On Rubio de Francia's maximal theorem
Seheon Ham, Jiwon Kah, Sanghyuk Lee, Ji Li
TL;DR
This work extends Rubio de Francia's maximal theorem by establishing a restricted weak-type endpoint at $p=p_a$ for maximal operators generated by dilations of fractal measures with Fourier decay, and by clarifying how Frostman growth (dimension) affects $L^p$ bounds when the Frostman exponent $b$ exceeds $d-1$. It introduces a refined threshold $p_{(a,b)}$ that governs $L^p$ boundedness in the $b>d-1$ regime and shows the Frostman condition is immaterial for $b\le d-1$, while yielding an endpoint bound there as well. The paper also analyzes the local maximal operator $M_μ^{loc}$, proving $L^p$-improving estimates from $L^{p_{(a,b)},1}$ to $L^{p'_{(a,b)},\infty}$ and demonstrating further range enlargement via dispersive/Strichartz-type estimates. Methodologically, it combines a dyadic multiplier decomposition, Hardy space and $H^1$–$L^1$ control, Littlewood–Paley theory, Bourgain's summation trick, and $TT^*$-type dispersive arguments to achieve sharp endpoint results and sharp range descriptions. Collectively, the results deepen the understanding of maximal averaging over fractal measures and illuminate how geometric growth and decay conditions interact with $L^p$–$L^q$ mapping properties in harmonic analysis.
Abstract
In his influential 1986 paper, Rubio de Francia established $L^p$ bounds for the maximal function generated by dilations of measures $μ$ whose Fourier transforms $\widehatμ$ satisfy specific decay condition. In the present work, we obtain results that complement his work in several directions.

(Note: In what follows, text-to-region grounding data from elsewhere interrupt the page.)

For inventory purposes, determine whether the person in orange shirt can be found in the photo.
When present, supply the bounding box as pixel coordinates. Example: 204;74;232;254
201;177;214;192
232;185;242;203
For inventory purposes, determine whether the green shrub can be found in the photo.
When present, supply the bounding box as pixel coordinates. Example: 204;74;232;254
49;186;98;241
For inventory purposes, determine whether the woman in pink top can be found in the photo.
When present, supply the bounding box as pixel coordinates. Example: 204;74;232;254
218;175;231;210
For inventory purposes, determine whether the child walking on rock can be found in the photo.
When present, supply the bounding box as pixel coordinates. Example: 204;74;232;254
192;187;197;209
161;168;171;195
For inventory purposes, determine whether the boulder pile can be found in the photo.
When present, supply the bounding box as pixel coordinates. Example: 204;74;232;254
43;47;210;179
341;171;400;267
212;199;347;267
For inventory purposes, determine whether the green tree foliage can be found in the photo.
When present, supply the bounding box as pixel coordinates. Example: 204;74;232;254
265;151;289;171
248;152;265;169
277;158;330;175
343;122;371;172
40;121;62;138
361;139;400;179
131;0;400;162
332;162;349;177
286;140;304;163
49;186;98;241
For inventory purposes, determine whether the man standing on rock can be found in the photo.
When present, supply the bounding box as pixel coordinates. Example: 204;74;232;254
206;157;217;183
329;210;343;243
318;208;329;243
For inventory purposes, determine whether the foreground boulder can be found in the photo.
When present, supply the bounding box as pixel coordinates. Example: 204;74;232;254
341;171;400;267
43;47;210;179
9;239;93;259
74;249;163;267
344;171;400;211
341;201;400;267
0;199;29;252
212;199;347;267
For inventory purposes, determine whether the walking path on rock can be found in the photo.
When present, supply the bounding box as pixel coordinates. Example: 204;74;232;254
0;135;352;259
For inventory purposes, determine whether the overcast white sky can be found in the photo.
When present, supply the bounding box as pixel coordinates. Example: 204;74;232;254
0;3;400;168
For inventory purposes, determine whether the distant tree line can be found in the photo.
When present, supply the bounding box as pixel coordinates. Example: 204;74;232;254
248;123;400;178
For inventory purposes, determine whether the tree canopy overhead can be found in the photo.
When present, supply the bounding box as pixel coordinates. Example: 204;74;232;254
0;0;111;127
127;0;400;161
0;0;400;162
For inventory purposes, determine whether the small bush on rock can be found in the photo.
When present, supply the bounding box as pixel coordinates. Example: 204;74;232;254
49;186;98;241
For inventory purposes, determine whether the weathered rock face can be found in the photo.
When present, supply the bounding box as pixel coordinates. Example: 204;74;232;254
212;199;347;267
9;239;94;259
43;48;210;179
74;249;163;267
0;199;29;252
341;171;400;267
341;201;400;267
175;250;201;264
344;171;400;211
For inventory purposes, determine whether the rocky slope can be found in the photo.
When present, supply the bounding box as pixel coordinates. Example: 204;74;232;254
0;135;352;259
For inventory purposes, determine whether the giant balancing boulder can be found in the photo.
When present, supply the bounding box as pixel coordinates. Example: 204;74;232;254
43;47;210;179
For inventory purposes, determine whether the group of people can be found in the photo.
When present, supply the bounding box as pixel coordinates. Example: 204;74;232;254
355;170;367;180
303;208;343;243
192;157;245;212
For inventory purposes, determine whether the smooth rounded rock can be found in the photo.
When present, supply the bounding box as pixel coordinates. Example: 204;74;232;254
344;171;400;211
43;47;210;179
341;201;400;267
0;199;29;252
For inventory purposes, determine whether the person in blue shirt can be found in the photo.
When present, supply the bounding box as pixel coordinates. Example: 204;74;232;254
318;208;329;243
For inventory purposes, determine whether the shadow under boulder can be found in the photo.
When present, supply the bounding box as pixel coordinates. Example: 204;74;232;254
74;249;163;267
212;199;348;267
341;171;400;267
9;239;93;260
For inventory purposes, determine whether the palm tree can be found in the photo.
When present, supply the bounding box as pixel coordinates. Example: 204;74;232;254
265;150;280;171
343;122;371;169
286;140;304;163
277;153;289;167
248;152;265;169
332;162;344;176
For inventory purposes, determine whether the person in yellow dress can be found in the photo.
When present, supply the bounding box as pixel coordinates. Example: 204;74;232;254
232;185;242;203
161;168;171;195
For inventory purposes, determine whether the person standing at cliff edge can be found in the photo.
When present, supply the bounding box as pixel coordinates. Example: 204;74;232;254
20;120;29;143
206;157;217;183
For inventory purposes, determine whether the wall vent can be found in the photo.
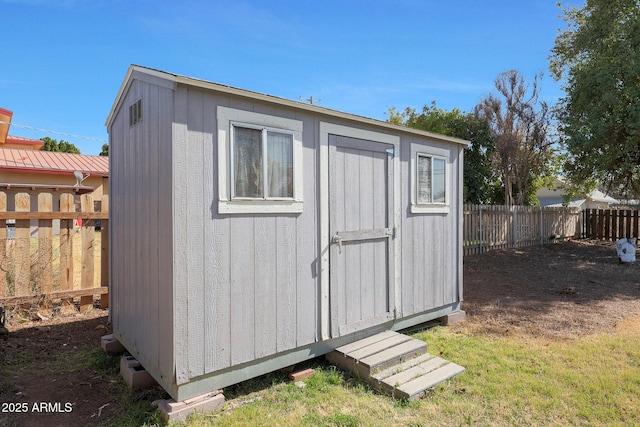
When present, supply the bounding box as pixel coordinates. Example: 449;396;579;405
129;99;142;126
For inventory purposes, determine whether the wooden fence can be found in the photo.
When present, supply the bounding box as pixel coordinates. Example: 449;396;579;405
0;191;109;311
582;209;640;241
463;205;580;255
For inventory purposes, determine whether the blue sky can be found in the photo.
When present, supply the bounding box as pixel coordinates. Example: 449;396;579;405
0;0;583;154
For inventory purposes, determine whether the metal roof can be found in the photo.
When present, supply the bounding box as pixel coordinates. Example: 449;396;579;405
5;135;44;147
105;65;469;145
0;148;109;176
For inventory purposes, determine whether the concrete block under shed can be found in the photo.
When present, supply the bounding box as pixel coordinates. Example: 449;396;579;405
120;356;156;390
100;334;126;353
289;368;315;381
154;390;224;422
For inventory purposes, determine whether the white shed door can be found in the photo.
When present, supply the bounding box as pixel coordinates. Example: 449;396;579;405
329;135;394;337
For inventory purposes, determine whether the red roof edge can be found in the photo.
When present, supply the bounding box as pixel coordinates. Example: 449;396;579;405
6;135;44;148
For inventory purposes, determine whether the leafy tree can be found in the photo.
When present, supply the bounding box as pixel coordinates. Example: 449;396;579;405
474;70;554;206
388;101;495;204
549;0;640;197
40;136;80;154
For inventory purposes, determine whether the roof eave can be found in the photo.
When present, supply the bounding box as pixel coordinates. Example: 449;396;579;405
105;65;469;146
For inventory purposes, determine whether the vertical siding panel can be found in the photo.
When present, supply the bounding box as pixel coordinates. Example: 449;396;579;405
399;152;419;316
213;217;232;369
183;90;208;377
201;96;218;373
329;144;348;336
371;151;384;314
153;88;175;378
143;86;160;366
296;115;320;348
172;87;192;384
274;216;298;351
254;217;276;358
230;217;259;365
360;152;376;319
412;219;424;313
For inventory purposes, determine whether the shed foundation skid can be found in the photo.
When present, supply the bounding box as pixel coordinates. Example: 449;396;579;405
326;331;464;399
154;390;224;422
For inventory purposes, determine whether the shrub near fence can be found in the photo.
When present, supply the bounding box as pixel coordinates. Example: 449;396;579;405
0;191;108;311
463;205;580;255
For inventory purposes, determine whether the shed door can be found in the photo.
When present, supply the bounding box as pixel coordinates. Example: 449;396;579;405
329;135;394;337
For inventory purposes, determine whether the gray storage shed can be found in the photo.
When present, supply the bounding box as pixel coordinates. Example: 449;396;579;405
106;66;467;401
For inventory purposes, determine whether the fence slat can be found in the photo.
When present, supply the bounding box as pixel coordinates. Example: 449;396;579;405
0;189;109;311
582;209;640;241
463;205;581;255
0;192;9;298
80;194;95;312
13;193;31;296
100;196;109;308
36;193;53;294
60;194;76;291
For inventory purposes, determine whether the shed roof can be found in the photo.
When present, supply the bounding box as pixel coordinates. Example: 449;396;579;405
0;148;109;177
105;65;469;145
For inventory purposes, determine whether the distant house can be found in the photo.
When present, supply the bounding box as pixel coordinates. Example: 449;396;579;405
536;178;619;209
0;108;109;234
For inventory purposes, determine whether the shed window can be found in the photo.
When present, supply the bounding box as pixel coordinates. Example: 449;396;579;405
216;106;304;214
232;124;293;199
416;154;446;205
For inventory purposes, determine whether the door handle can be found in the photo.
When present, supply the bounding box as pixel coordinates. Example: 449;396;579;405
331;233;342;254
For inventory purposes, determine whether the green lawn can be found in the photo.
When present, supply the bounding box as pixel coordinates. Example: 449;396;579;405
152;327;640;427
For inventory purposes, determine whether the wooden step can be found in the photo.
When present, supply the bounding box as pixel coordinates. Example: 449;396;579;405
326;331;427;378
371;353;464;399
326;331;464;399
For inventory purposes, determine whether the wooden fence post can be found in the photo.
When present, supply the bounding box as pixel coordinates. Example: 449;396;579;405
100;196;109;308
60;194;76;311
80;194;95;313
478;206;484;254
0;192;9;298
36;193;53;294
14;193;31;296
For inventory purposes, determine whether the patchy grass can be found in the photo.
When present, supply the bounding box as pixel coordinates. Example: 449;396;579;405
176;319;640;427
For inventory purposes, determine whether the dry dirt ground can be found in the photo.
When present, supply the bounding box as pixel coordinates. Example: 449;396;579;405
0;241;640;426
458;241;640;339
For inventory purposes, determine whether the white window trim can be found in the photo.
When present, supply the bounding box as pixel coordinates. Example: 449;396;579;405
410;144;451;214
217;106;304;214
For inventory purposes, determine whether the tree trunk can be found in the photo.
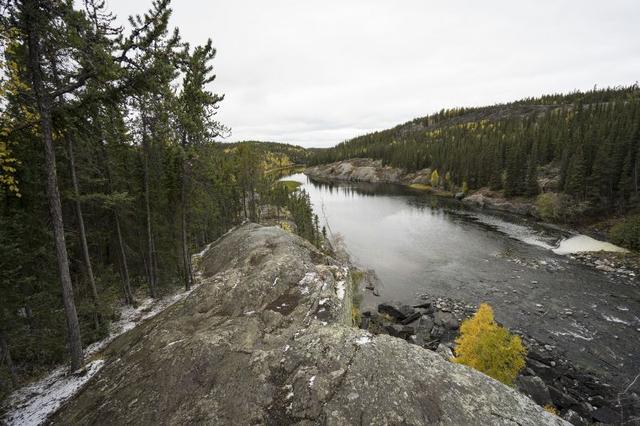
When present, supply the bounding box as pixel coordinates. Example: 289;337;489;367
0;330;19;389
180;141;193;291
66;136;100;330
142;112;157;299
26;1;83;370
113;215;135;306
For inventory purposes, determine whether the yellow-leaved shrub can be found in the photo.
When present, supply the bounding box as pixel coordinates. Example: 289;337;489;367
453;303;527;385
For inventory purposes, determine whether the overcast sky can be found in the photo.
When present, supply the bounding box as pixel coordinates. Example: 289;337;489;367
107;0;640;147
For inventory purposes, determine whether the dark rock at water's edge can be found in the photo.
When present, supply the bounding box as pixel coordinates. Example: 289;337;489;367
364;295;640;425
378;302;415;321
51;224;566;426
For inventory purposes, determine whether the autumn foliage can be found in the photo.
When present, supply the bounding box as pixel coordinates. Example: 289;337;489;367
453;303;526;384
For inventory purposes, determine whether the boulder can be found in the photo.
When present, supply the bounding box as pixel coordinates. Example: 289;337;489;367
548;386;578;408
385;324;415;339
591;406;622;425
560;409;591;426
433;311;460;330
48;224;567;426
413;315;433;347
516;376;552;407
436;343;453;361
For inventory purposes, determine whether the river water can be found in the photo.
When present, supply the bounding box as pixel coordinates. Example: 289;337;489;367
284;173;640;390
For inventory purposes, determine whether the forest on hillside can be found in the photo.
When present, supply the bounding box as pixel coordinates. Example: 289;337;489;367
309;84;640;220
0;0;319;400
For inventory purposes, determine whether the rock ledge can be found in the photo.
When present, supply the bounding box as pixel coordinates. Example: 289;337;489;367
51;224;567;425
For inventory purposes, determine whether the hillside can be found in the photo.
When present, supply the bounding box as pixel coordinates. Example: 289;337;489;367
309;85;640;221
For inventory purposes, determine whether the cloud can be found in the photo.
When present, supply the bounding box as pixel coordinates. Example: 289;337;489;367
108;0;640;146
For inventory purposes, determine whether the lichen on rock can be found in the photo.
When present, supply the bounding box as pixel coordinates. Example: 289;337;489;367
51;224;566;425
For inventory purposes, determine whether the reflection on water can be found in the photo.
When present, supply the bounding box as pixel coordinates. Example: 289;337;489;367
286;173;624;300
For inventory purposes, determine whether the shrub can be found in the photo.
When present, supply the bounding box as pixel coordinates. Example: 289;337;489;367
453;303;526;385
609;215;640;250
535;192;589;222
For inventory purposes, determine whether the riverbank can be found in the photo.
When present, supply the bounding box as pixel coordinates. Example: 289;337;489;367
289;169;640;419
50;224;565;426
304;158;640;251
361;294;640;425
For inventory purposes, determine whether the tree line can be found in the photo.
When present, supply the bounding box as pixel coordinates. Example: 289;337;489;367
0;0;312;398
309;84;640;213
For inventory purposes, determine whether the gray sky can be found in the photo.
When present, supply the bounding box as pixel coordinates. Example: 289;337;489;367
107;0;640;147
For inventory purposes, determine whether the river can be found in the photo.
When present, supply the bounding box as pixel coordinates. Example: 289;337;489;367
284;173;640;391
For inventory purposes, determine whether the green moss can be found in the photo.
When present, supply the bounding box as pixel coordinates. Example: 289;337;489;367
279;180;302;192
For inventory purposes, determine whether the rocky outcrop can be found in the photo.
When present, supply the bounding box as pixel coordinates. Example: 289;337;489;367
52;224;566;425
462;189;537;217
305;158;405;183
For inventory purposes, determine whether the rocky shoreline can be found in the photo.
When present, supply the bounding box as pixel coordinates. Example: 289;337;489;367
361;295;640;426
49;224;566;426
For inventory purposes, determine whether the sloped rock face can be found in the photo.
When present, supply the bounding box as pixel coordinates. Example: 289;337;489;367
52;224;566;425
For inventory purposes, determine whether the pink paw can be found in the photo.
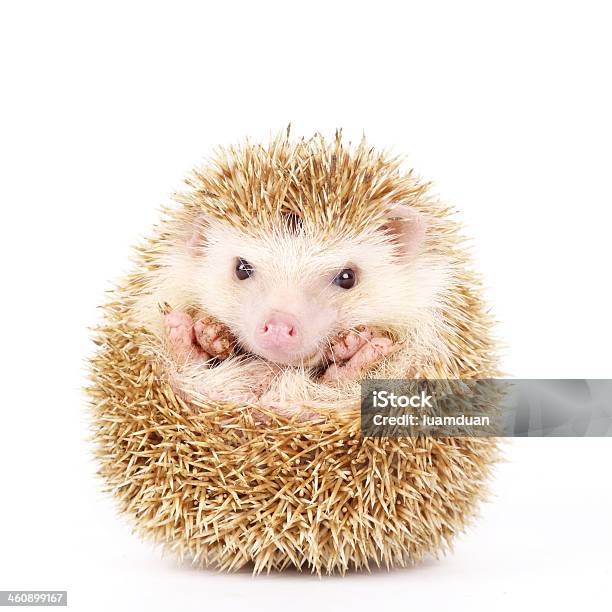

In particular, we obtain restricted weak-type endpoint bound on the maximal function and $L^p$--$L^q$ bounds on its local variant. We also investigate how Frostman's growth condition on the measure influences those maximal bounds. While a key feature of Rubio de Francia's result is that $L^p$ boundedness is determined solely by the decay order of $\widehatμ$, we show that the Frostman condition plays a significant role when the growth order exceeds $d-1$ or when $L^p$--$L^q$ estimates are considered.